The Metrics That Actually Matter
1. Incubating portfolio EBITDA growth rate. This is the single most important number. If incubating EBITDA grows 40-60% annually for the next 3 years, AEL's valuation makes sense. If it slows to 20%, it does not. FY25 delivered 68%. Watch quarterly disclosure — management plans granular segment reporting from September 2025.
2. Net Debt / EBITDA. Currently 2.9x, up from 2.3x. AEL is spending ₹31,500-36,000 Cr/year in capex while generating ₹16,722 Cr EBITDA. Borrowings rose from ₹65,310 Cr to ₹91,819 Cr in one year. The balance sheet can handle this only if EBITDA scales with the assets. If capex projects face delays (PVC already pushed to FY28) while debt accumulates, this ratio creeps toward danger zone (above 4x). The Adani Wilmar sale (₹14,200 Cr post-tax proceeds) buys breathing room.
3. Capex / EBITDA. At 1.9x, AEL spends nearly twice its EBITDA on capex. For context, L&T runs at about 0.3x and Reliance at about 0.6x. This is the signature of a company in heavy build mode. The ratio needs to decline toward 1.0x over 3-4 years for the model to work.
4. Airport passenger growth. 94.4 million passengers, ~23% of India. This is the most visible, most predictable revenue stream AEL has. Traffic growth of 7-10% annually, combined with tariff resets and non-aero revenue expansion, makes airports the highest-quality asset in the portfolio. Mumbai tariff order expected June 2025.

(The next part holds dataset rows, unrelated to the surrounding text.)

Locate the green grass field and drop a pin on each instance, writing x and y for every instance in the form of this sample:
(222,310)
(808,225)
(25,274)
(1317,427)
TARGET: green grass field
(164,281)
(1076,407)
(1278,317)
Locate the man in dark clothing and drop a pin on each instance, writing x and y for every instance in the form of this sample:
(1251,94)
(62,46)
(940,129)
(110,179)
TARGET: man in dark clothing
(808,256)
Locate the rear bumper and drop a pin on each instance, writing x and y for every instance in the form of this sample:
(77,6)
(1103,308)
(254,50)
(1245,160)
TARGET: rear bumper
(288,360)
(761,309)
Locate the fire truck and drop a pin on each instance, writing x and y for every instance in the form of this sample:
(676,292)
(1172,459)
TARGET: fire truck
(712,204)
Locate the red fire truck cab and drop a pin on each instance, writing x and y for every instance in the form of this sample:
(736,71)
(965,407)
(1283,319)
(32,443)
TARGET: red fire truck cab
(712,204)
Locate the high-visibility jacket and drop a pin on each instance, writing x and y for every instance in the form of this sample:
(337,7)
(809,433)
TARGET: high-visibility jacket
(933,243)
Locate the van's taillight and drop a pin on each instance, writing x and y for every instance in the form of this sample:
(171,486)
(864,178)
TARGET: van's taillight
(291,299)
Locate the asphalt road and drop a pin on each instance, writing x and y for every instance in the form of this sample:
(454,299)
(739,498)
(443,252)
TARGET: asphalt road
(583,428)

5. ROCE. At 9.5%, barely above cost of capital. But this is depressed by ₹51,516 Cr in CWIP (capital work in progress) — assets deployed but not yet earning. As Navi Mumbai airport, copper smelter, and Ganga Expressway come online in FY26, the denominator stops growing while the numerator picks up. ROCE should inflect to 12-14% over 2-3 years if execution holds.
What I'd Tell a Young Analyst
Ignore the P/E. At 85x trailing earnings, AEL looks absurdly expensive. But the trailing earnings include massive depreciation and interest on assets that are not yet producing revenue (copper, Navi Mumbai, PVC, roads under construction). The business should be valued on a sum-of-parts basis, with each segment at its own appropriate multiple. The airport business alone, at ₹4,500-5,000 Cr EBITDA run-rate and 15-18x EV/EBITDA (comparable to airport concessions globally), could be worth ₹70,000-90,000 Cr.
Watch the spin-off timeline. AEL's value creation has historically happened at the point of listing the incubated business. Adani Ports, Adani Green, ATGL — each listing crystallized value for AEL shareholders. The next candidates are airports (AAHL) and roads (ARTL). Timing of these listings matters more than quarterly earnings beats.
The governance discount is real but priced differently by different investors. FII holding at 10.8% is low for a company this size. The Hindenburg episode (Jan 2023, over $100B in group market cap wiped) and SEC inquiry (Jan 2026) are not forgotten. Promoter holding at 74.67% with a 3:25 rights issue in Nov 2025 tells you management wants to keep equity tight. For an analyst, the right question is not "is there governance risk?" — the answer is obviously yes — but "at what discount to intrinsic value does the governance risk get adequately compensated?"
The Adani Wilmar exit is a template. Management sold a ₹250 Cr cash-after-tax business for ₹14,200 Cr in proceeds, which they claim will generate ₹5,000 Cr in cash-after-tax when redeployed into core infra (20x improvement). If you believe the 15-18% returns on redeployed capital, this is a masterclass in capital recycling. If you don't, it's financial engineering masking low consolidated returns.
The real bear case is not a governance scandal — it's a capex cycle that never inflects. AEL is spending ₹36,000 Cr/year on projects that won't produce returns for 2-4 years. If India's infrastructure boom slows, or if solar manufacturing margins get crushed by Chinese competition, or if airport traffic growth disappoints, AEL is left with an enormous asset base earning sub-cost-of-capital returns while servicing ₹92,000 Cr in debt. Net Debt/EBITDA at 2.9x is manageable today; it becomes dangerous if EBITDA growth stalls.